During the first campaign, through 2014-2016, using the Maersk Reacher jackup rig, 12 well slots were P&A’d (amounting to 13 wells, as one had a producer and injector from it) over two years. At the start, the first well took 120 days to P&A and the fastest well was plugged in 40 days. The campaign averaged 62 days/well for these 13 wells. “If you do a P&A campaign, you have the opportunity to collect all your data, and evaluate and focus on what you can improve on,” Straume said. “That’s what we did. We gathered 1,500 learning points on the first campaign. We condensed that to 60-70 learning points and focused on reducing these further.”
The result was that second campaign, using the Maersk Invincible jackup to P&A 14 wells, saw a 52% reduction in P&A per well time; 14 were done in 13 months instead of 13 over two years. Wells with similarities were bunched together to enable a more factory style approach, Straume said, and in total some 125 well barriers were placed, 49km of tubing pulled and 2,100-metric-tons of steel removed. The rig has a main rotary table and an auxiliary working station, so it can pull out tubing and casing in stands and unscrew them off the critical path, he added. The last campaign also saw a sandwiched casing pulled for the first time and an area section milled in one run over 110m inside 13 3/8in casing, including underreaming to clean out the milled window for logging purposes.
“The learning curve has been steep,” said Karl Johnny Hersvik, Aker BP’s CEO, who also spoke at the PAF event. “If we continue, we could get to 14 days from a starting point of 120 days.”
Renewing the regulation
The challenges are not just technical. The technical challenges – and new solutions – create regulatory challenges and means standards need rewriting, both of which can be lengthy processes.

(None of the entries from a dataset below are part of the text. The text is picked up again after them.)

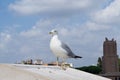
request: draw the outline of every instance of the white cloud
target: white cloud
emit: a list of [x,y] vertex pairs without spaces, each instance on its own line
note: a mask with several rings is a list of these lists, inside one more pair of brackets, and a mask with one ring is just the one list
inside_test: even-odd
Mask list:
[[120,0],[114,0],[110,5],[95,13],[94,21],[98,23],[118,24],[120,21]]
[[[19,0],[9,5],[20,14],[36,14],[56,11],[79,10],[90,5],[88,0]],[[70,11],[71,12],[71,11]]]
[[[94,2],[94,4],[93,4]],[[81,14],[101,7],[100,4],[106,1],[101,0],[18,0],[9,5],[9,9],[19,14]],[[95,4],[96,3],[96,4]],[[97,6],[96,6],[97,5]]]
[[107,30],[111,28],[111,26],[95,22],[87,22],[85,26],[91,31]]

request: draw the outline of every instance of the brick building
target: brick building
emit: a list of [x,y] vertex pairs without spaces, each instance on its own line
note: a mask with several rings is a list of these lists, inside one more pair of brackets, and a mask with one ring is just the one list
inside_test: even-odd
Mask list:
[[108,40],[106,38],[103,43],[102,71],[102,76],[112,80],[120,80],[117,43],[114,39]]

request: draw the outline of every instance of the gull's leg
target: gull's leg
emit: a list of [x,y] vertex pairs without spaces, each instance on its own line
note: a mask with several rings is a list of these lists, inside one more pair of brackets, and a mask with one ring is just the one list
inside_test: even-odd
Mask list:
[[67,66],[65,65],[66,64],[66,58],[63,58],[63,61],[62,61],[62,64],[61,64],[61,67],[63,70],[66,70]]
[[57,57],[57,62],[56,62],[57,66],[59,66],[59,57]]

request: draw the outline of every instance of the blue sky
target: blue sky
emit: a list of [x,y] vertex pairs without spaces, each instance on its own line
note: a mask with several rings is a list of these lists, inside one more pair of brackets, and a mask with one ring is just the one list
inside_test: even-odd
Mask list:
[[49,49],[52,29],[83,56],[68,59],[75,66],[96,64],[105,37],[117,41],[120,55],[119,5],[120,0],[1,0],[0,63],[55,61]]

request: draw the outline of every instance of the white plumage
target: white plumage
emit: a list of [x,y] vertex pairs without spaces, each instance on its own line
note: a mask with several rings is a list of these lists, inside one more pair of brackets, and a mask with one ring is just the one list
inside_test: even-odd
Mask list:
[[58,38],[58,32],[56,30],[52,30],[50,32],[52,38],[50,40],[50,49],[54,55],[58,58],[67,59],[67,58],[82,58],[80,56],[75,55],[71,49]]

Norway’s Norsok D-010, which focuses on well integrity, was last revised in 2013. The first hearing to update it was in 2017, a draft is due to be published early in the new year, with the final revision in place sometime in 2019. Revisions of other NORSOK standards, including D-002 on well intervention equipment, and D-007 on well testing, are expected to kick off in early 2019.
Norway’s Petroleum Safety Authority (PSA) has greater worries. Specifically, around unconventional well barriers, such as some of those mentioned above. Johnny Gundersen, principal engineer the PSA, said, “It looks like the industry’s main focus is reducing cost and time. We don’t mind that, but, it’s important to have robust barriers that won’t leak now or in the future.” But, he said, existing barrier verification methods are unfit for the unconventional or new barriers being developed. These still need to be tested and proving the new subsurface theories will be really challenging, he said.
“The question is, are we taking more risk than we used to? What’s the way forward? It’s challenging for companies but also for the regulator. The promise is robust barriers and no leaking wells. Verification and documentation of the well barriers are established requirements.” Higher focus needs to be given to this earlier, he said, and more subsurface data needs to be collected.